# Hoyt Raptor Carbonite



## Jim Pruitte (May 27, 2002)

If you are considering putting those limbs and cams on a machined riser that can be done, but the problem would most likly be the limb pockets. I don't think the ones on the Raptor would fit on the machined risers that Hoyt had at the time.


----------



## jcs-bowhunter (Jul 7, 2007)

I bought a new one in '97 with master cams. It had a cast riser and the 1/2" carbonite limbs. I believe the limb pockets, limbs and cams were identical to the same vintage machined riser bows (tenacity, oasis, stratus, alpha tec, ect). Some of the bows had a powerflex non laminated split limb setup and others had a solid limb setup. I'm sure Hoyt still has all the data on their published tune charts. 

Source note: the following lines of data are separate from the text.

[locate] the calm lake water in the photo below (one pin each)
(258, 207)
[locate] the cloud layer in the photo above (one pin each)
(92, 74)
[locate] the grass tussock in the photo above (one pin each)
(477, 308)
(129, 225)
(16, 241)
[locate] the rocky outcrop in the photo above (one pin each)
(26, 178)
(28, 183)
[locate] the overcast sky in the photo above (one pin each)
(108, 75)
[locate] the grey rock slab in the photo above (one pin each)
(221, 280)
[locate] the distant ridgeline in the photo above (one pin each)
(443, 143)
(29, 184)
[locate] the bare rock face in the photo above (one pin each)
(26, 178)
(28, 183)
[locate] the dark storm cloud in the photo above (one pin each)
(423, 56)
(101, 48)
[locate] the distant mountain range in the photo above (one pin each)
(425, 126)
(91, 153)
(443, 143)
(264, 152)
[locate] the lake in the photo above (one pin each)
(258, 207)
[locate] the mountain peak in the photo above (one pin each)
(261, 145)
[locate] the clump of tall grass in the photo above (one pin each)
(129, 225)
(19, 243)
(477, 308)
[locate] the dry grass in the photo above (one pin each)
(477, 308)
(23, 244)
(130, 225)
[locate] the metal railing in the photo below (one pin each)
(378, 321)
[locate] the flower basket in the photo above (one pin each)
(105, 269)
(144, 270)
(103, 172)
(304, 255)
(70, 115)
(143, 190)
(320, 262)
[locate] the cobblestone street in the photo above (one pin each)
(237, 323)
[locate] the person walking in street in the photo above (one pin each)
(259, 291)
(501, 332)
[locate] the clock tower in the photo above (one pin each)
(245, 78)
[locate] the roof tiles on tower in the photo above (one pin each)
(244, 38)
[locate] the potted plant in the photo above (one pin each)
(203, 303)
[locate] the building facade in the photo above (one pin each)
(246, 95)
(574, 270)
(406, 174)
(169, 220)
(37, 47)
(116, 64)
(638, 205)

Killed several deer with it.

Good Luck!


----------



## theloghouser (Aug 16, 2002)

*brand new pr of split Limbs*

still in Plastic (carbonite)


----------



## compundhunter04 (Mar 26, 2011)

hey im just wondering is it for a hoyt tenacity, how much for tha pair of limbs, what is tha poundage weight, the length, i have a tenacity thats is a 1 cam, will that work for my bow? please reply bk 2 me @ [email protected], thnk u, have a great day, plus 2 idk what yr my tenacity is but all i can say is that it has solid limbs on it, is the limbs still for sale, plz reply with tha amount for the limbs, thnk u again


----------



## dvlsmstr (Nov 26, 2010)

I wound up buying those limbs. From what Hoyt told me they are #80 limbs. They're in storage back in New Jersey and I'm in Texas. Would sell them but they're far far away from me right now.


----------